Ao propor este modelo de Bispo ao Santo Padre, D. Lefebvre se mostrava totalmente respeitoso das competências e exigências, desde que ele não pedia para os seus bispos uma competência acima das exigências às quais deviam corresponder. No mandato de Écône, D. Lefebvre ficou fiel a este compromisso? Ficou fiel 100%, pois conferiu aos bispos por ele sagrados apenas o poder de ordem. É certo que eles não podem ser considerados como idênticos a bispos "missionários". E isto por dois motivos: porque estes últimos recebem sua jurisdição do Papa e também esta jurisdição não se exerce em estado de necessidade. Mas, em substância, pode-se dizer que os bispos "auxiliares" da Fraternidade são efetivamente "missionários", porque receberam (somente) um poder de ordem a exercer com uma jurisdição dada in actu, para cada caso, sobre as pessoas 5.

  1. 1. Fideliter cit; e Boletim cit: "aestimamus omnes poenas, censuras ab his auctoritatibus porlatas nihil momenti esse.
  2. 2. L’Osservatore Romano de 3-7 -1988. 78)
  3. 3. Fideliter cit.: Boletim cit.
  4. 4. Fideliter ed. especial de 29-30 de junho de 1988 cit. O texto desta carta continua como segue: "Eu vos conjuro a vos manterdes unidos à Sé de Pedro, à Igreja Romana, Mãe e Mestra de todas as igrejas na fé católica integral, expressa nas símbolos da fé, no Catecismo do Concílio de Trento, conforme ao que vos foi ensinado no vosso seminário. Permanecei fiéis na transmissão desta fé para que venha o Reino de Nosso Senhor" (os negritos são nossos).

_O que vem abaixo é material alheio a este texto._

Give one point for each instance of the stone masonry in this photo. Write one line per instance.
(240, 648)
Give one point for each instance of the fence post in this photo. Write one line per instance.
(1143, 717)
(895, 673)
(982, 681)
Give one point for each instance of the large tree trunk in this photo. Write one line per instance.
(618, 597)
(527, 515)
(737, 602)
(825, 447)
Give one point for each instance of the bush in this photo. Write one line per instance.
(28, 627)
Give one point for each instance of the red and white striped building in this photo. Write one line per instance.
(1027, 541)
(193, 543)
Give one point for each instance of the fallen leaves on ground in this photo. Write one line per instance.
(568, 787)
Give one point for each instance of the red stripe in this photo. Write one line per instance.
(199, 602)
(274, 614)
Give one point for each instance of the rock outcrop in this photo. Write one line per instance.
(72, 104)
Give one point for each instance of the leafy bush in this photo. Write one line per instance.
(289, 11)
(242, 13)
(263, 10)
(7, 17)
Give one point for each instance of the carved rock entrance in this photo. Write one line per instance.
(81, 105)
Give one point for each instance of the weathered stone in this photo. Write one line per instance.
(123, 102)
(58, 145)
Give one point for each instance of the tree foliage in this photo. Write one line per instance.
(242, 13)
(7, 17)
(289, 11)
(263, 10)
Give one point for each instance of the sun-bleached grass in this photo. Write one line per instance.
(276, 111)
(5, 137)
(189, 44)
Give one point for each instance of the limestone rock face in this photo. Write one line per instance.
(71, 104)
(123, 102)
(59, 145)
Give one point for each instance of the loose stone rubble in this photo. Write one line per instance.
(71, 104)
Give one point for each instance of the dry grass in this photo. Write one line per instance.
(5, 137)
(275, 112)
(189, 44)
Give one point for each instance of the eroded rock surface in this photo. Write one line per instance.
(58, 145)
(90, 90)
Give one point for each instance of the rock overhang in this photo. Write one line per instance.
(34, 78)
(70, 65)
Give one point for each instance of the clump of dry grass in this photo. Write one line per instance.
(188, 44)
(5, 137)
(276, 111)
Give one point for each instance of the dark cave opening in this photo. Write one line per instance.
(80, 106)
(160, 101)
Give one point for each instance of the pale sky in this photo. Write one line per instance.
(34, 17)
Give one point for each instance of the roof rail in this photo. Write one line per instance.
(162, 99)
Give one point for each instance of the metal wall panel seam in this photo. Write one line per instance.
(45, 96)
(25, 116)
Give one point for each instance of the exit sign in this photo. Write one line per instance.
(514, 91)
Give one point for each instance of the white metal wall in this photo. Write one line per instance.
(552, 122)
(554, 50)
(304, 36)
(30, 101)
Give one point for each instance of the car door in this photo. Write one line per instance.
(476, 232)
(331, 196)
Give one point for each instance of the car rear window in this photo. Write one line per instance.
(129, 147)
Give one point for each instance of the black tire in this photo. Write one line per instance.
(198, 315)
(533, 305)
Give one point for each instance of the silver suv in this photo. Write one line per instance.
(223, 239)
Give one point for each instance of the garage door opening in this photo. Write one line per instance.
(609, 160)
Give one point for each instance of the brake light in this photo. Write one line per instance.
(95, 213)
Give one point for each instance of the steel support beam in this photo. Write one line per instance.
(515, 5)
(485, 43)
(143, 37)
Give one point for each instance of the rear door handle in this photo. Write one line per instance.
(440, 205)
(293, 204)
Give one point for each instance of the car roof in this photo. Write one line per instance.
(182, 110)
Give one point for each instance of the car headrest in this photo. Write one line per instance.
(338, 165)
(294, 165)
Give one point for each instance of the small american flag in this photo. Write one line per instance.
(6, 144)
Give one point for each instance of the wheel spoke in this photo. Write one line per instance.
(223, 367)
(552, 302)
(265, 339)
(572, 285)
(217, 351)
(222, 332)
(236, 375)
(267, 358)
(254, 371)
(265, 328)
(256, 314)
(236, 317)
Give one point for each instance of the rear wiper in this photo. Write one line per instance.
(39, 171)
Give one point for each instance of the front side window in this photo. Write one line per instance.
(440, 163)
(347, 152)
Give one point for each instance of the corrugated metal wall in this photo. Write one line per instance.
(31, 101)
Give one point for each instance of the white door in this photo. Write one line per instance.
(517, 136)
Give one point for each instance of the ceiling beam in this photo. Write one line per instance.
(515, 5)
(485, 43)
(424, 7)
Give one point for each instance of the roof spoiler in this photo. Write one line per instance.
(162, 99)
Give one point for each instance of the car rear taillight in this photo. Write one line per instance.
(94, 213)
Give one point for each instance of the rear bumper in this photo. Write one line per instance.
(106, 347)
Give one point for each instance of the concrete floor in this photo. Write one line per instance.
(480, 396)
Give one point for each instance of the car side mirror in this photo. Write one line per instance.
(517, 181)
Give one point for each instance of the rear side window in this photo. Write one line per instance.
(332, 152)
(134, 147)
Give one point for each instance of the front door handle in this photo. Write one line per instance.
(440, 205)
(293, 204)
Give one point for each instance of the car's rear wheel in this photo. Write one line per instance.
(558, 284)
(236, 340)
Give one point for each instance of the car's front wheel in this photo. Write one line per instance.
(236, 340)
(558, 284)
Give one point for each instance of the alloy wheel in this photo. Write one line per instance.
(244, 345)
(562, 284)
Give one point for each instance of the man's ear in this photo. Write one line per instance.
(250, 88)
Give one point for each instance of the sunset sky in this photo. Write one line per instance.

  5. 5. Os bispos sagrados como "auxiliares da Fraternidade" não entram na categoria de bispos "auxiliares" sem direito de sucessão, segundo o código 403 § 1 do CIC em vigor. Estes últimos gozam do poder de jurisdição no território de sua diocese, colocados "a latere" do bispo diocesano, quando este "não pode pessoalmente cumprir todos os deveres episcopais como o exigiria o bem das almas" (Commento cit.. p. 241) Deve-se em seguida lembrar que a jurisdição in actu suprida não é idêntica à expedita in actu, mencionada no no. 2 da nota praevia, anexada à Lumen Gentium. Visto que esta ultima resulta sempre duma missão canônica. O que justifica a jurisdição suprida in actu é especialmente o estado de necessidade, em particular no caso de erros graves e de heresias, publicamente difundidas, mesmo e sobretudo por causa da omissão da Igreja oficial. Numa tal situação, a necessidade grave de muitos (porque eles correm um grave perigo - e isto é suficiente - de serem seduzidos pelo erro) se assemelha, pela doutrina unânime, à necessidade extrema dum indivíduo (como pode haver em caso de perigo de morte).